Where is the property market hottest in the current climate?

The latest figures from the housing market suggest that the Midlands is currently the hottest area for property, with price rises outstripping even those seen in the traditional hotspots further south. Rightmove’s most recent monthly price index has revealed that the average asking price for a home in the East and West Midlands during March increased by 2.1%, more than London’s 1.4% and South East England’s 2% and well above the 1.3% average across the UK. This continues the trend of Midlands house prices increasing faster than anywhere else in the country both monthly and yearly.

However, whilst the prices may be rising, it is still significantly cheaper to buy a house in the Midlands than London, the South East, South West and East of England. A house in the East Midlands now has an average asking price of £200,620, with the West Midlands coming in slightly higher at £212,798. Both of these figures are well below the average asking prices in the South East (£413,059) and East of England (£339,721).

The UK average monthly rise of 1.3% seen in March was the same rate of inflation as that seen in the same period twelve months earlier when an impending tax crackdown meant that many investors were rushing to obtain buy-to-let properties to avoid additional charges. The rise this year means that those putting their homes up for sale added an average of £4,000 to the asking price, although there is no guarantee that their property will sell at that amount. It means that you’ll now pay £310,108 on average for a house in the UK.
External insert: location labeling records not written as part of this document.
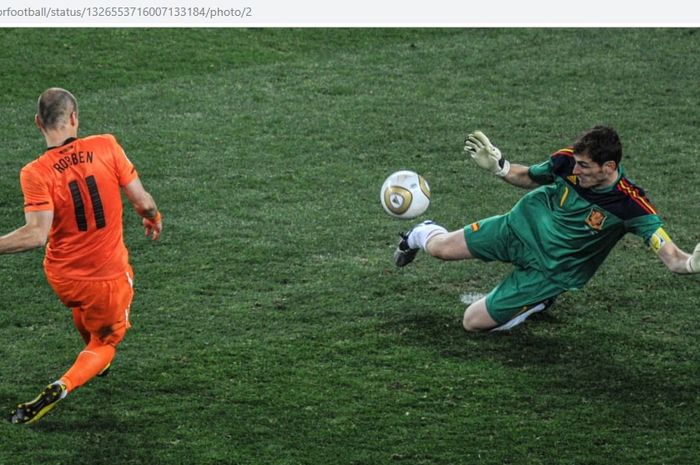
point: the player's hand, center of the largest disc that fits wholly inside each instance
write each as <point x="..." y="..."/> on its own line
<point x="694" y="260"/>
<point x="488" y="157"/>
<point x="153" y="226"/>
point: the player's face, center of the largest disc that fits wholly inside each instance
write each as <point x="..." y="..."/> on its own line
<point x="592" y="175"/>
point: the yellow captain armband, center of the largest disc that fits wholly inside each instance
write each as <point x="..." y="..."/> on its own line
<point x="658" y="240"/>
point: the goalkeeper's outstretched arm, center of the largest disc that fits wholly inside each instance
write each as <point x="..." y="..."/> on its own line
<point x="489" y="157"/>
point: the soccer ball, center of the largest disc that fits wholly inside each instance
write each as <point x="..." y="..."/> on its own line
<point x="405" y="194"/>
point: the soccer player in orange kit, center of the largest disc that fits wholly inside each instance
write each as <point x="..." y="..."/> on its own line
<point x="72" y="197"/>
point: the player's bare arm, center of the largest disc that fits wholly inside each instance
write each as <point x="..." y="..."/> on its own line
<point x="679" y="261"/>
<point x="145" y="206"/>
<point x="30" y="236"/>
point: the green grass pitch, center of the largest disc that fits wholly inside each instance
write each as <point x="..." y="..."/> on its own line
<point x="270" y="325"/>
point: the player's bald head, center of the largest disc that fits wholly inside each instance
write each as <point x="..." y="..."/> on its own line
<point x="55" y="106"/>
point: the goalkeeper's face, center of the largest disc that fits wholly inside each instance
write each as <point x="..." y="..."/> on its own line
<point x="591" y="175"/>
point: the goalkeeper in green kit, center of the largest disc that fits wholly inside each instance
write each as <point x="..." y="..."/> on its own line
<point x="556" y="235"/>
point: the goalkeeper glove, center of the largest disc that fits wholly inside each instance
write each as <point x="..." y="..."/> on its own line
<point x="485" y="154"/>
<point x="693" y="264"/>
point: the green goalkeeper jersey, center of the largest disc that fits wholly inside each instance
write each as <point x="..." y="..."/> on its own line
<point x="570" y="229"/>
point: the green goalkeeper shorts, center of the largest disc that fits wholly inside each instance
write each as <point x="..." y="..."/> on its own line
<point x="492" y="239"/>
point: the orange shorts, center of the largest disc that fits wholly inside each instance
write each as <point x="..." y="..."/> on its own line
<point x="103" y="305"/>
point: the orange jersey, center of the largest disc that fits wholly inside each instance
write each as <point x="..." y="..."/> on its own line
<point x="80" y="182"/>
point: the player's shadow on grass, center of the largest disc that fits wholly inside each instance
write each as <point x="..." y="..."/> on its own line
<point x="582" y="365"/>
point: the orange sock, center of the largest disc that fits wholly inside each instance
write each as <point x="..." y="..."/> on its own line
<point x="90" y="361"/>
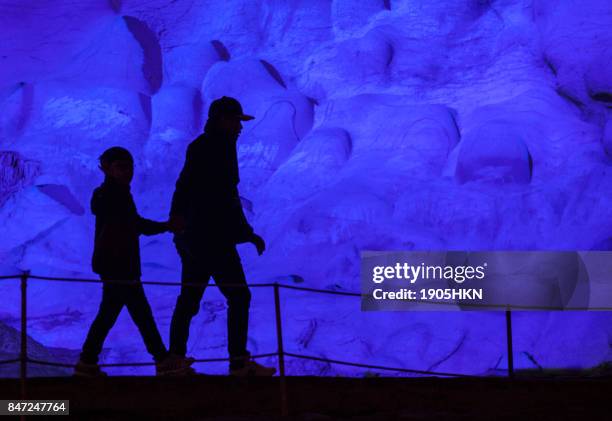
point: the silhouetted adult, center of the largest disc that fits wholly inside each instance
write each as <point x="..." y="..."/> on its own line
<point x="207" y="212"/>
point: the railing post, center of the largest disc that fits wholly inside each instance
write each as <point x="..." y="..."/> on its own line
<point x="281" y="352"/>
<point x="23" y="355"/>
<point x="509" y="342"/>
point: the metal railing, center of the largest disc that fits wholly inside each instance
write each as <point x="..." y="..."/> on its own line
<point x="280" y="353"/>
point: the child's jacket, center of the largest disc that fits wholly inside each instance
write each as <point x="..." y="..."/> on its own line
<point x="118" y="227"/>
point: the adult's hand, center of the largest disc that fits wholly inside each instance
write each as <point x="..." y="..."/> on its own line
<point x="258" y="242"/>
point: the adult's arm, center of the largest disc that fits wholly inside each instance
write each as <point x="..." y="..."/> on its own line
<point x="184" y="185"/>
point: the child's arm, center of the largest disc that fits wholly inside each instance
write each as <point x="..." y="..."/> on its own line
<point x="149" y="227"/>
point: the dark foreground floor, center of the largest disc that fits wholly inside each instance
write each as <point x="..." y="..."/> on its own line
<point x="320" y="398"/>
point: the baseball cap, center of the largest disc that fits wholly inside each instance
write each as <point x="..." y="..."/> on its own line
<point x="227" y="106"/>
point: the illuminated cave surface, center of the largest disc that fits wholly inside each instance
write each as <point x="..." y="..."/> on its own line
<point x="380" y="124"/>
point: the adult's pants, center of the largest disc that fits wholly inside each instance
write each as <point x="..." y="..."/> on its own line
<point x="222" y="262"/>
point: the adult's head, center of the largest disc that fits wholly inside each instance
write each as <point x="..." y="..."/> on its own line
<point x="225" y="115"/>
<point x="118" y="163"/>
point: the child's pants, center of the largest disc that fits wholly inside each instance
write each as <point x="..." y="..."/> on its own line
<point x="114" y="297"/>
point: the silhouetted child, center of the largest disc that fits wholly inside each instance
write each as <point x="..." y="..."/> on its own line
<point x="116" y="257"/>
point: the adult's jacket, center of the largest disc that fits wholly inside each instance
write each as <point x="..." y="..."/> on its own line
<point x="206" y="194"/>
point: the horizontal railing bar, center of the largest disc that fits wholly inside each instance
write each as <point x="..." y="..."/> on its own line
<point x="378" y="367"/>
<point x="136" y="364"/>
<point x="132" y="282"/>
<point x="316" y="290"/>
<point x="323" y="291"/>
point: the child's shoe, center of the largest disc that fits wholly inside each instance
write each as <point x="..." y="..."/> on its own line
<point x="252" y="368"/>
<point x="175" y="365"/>
<point x="83" y="369"/>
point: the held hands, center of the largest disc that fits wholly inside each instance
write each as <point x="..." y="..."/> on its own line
<point x="258" y="242"/>
<point x="176" y="224"/>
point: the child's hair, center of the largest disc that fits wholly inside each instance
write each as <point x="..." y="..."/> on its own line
<point x="116" y="153"/>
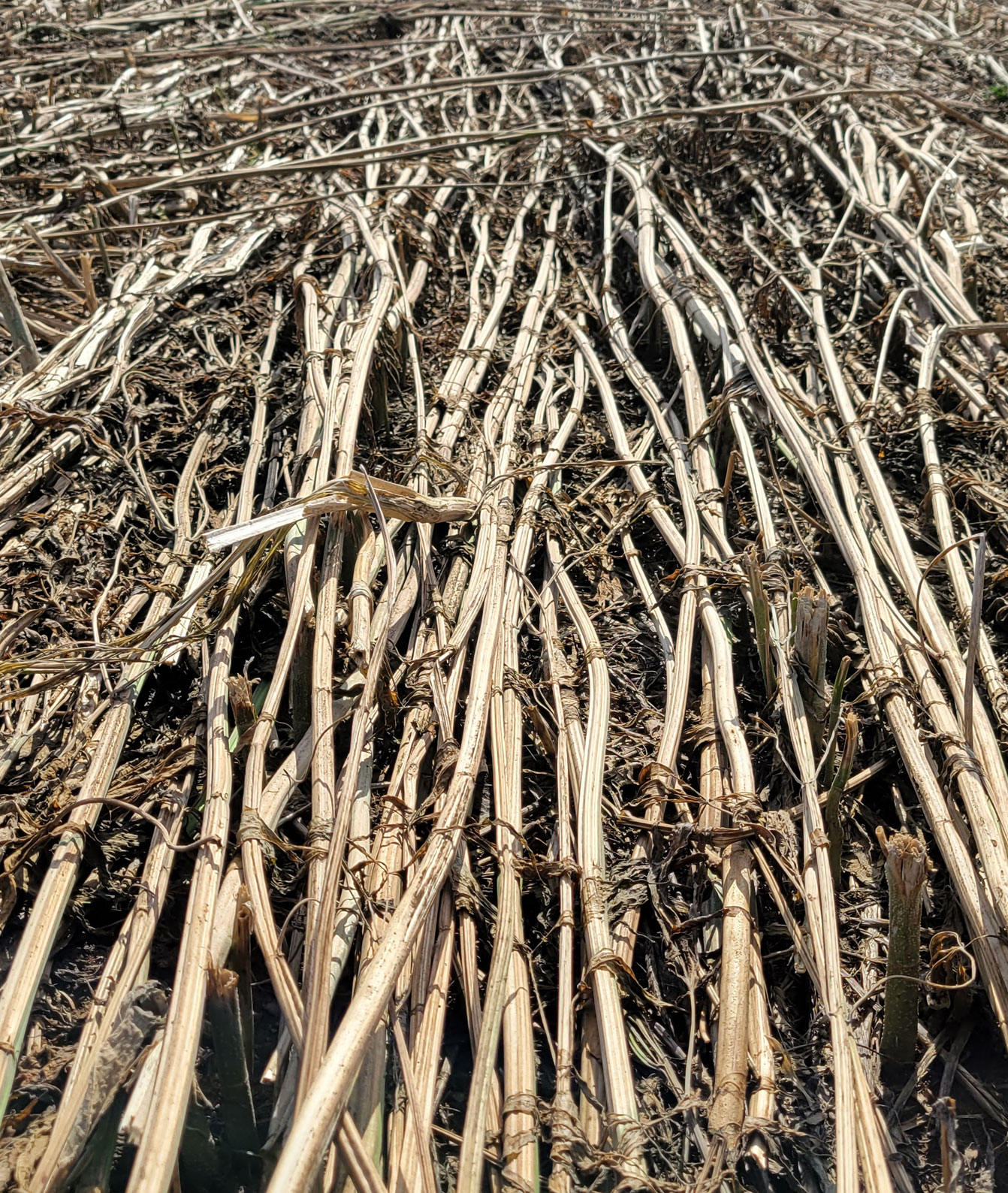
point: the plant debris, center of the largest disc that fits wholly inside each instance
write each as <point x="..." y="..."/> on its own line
<point x="501" y="536"/>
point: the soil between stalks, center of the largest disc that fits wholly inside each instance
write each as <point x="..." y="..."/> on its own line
<point x="515" y="850"/>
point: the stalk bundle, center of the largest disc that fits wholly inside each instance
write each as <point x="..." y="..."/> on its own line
<point x="502" y="543"/>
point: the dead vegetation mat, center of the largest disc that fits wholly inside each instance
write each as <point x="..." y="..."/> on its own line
<point x="502" y="560"/>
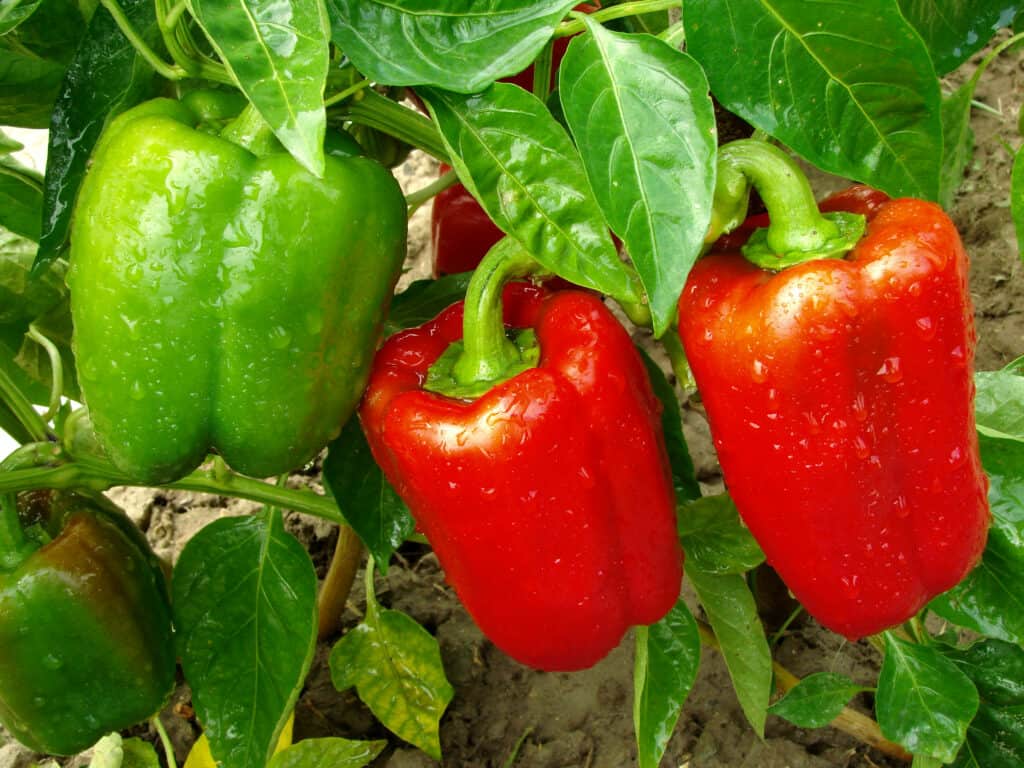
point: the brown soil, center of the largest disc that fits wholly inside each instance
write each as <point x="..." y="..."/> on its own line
<point x="504" y="714"/>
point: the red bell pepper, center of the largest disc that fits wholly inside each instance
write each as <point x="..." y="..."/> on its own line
<point x="548" y="498"/>
<point x="461" y="231"/>
<point x="839" y="393"/>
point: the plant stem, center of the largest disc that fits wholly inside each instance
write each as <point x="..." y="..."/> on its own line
<point x="421" y="196"/>
<point x="375" y="111"/>
<point x="622" y="10"/>
<point x="338" y="582"/>
<point x="165" y="740"/>
<point x="488" y="353"/>
<point x="22" y="408"/>
<point x="56" y="369"/>
<point x="97" y="476"/>
<point x="170" y="72"/>
<point x="849" y="721"/>
<point x="349" y="91"/>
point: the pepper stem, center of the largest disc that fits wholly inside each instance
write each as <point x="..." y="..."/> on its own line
<point x="798" y="230"/>
<point x="487" y="353"/>
<point x="12" y="543"/>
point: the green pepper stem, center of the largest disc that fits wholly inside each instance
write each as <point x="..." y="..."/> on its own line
<point x="415" y="199"/>
<point x="796" y="222"/>
<point x="12" y="543"/>
<point x="622" y="10"/>
<point x="487" y="353"/>
<point x="380" y="113"/>
<point x="98" y="476"/>
<point x="56" y="370"/>
<point x="169" y="72"/>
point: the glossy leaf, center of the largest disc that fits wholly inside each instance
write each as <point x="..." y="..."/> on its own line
<point x="42" y="300"/>
<point x="328" y="753"/>
<point x="20" y="199"/>
<point x="1017" y="199"/>
<point x="424" y="300"/>
<point x="995" y="736"/>
<point x="998" y="403"/>
<point x="28" y="87"/>
<point x="114" y="752"/>
<point x="395" y="666"/>
<point x="522" y="168"/>
<point x="954" y="30"/>
<point x="733" y="615"/>
<point x="684" y="477"/>
<point x="460" y="45"/>
<point x="105" y="77"/>
<point x="714" y="538"/>
<point x="990" y="600"/>
<point x="924" y="701"/>
<point x="245" y="614"/>
<point x="957" y="140"/>
<point x="850" y="87"/>
<point x="278" y="52"/>
<point x="12" y="12"/>
<point x="643" y="121"/>
<point x="668" y="655"/>
<point x="816" y="700"/>
<point x="366" y="498"/>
The continual increase in the cost of housing sees the continuation of the affordability crisis in the UK property market, with the latest figures from the Office for National Statistics (ONS) revealing that a typical property in England and Wales now costs 7.6 times more than the average earnings. This means that it is now less affordable to buy a home than it has been at any point in the last two decades. The ONS also reported that whilst average annual earnings have increased by 68% between 1997 and 2016, the average house price has skyrocketed by 259% in the same period.